Le traitement qui était envisagé par la société malgache était notamment celui d’une indexation, qui est une technique – définie par la CNIL dans sa délibération du 9 décembre 2010, n° 2010-460) – consistant à répertorier dans un document les données significatives (nom, prénom, date et lieu de naissance) pour effectuer des recherches rapides, permettant alors d’augmenter les possibilités de diffusion et d’exploitation. La CNIL préconise à cet égard l’interdiction de l’indexation des données personnelles par les moteurs de recherche pour les personnes nées depuis moins de 120 ans (par référence à l’espérance de vie actuelle).
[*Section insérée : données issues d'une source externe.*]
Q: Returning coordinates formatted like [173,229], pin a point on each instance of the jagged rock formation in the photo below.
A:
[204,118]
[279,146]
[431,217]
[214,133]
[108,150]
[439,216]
La société requérante s’étant engagée à masquer toute donnée personnelle de moins de 120 ans et à accepter toute vérification du masquage (D. Connil, Réutilisation commerciale d’archives départementales : nouveaux défis, première décision, AJDA, 27 février 2012, p. 375), elle finit par obtenir l’autorisation de la CNIL en novembre 2011. Sur le fond, forte de l’autorisation requise, la société privée voyait tomber le dernier obstacle à la libre communication et réutilisation des cahiers de recensement.

Malgré tout, les règles du contentieux administratif vinrent confirmer in extremis la légalité du refus de communication du département du Cantal : la nature du contentieux de l’excès de pouvoir veut que le juge statue en se plaçant à la date de la décision contestée, soit le 3 juillet 2010. Or, à cette date, la CNIL n’avait pas encore délivré son autorisation ; le refus du président du conseil général était donc légal. Ainsi, il aurait suffi que la société Notrefamille.com attende la réponse de la CNIL pour saisir définitivement le département, pour que ce dernier soit obligé de lui communiquer les cahiers de recensement. Nul doute que les généalogistes réitèreront avec succès leur demande : le temps aura eu raison des archives.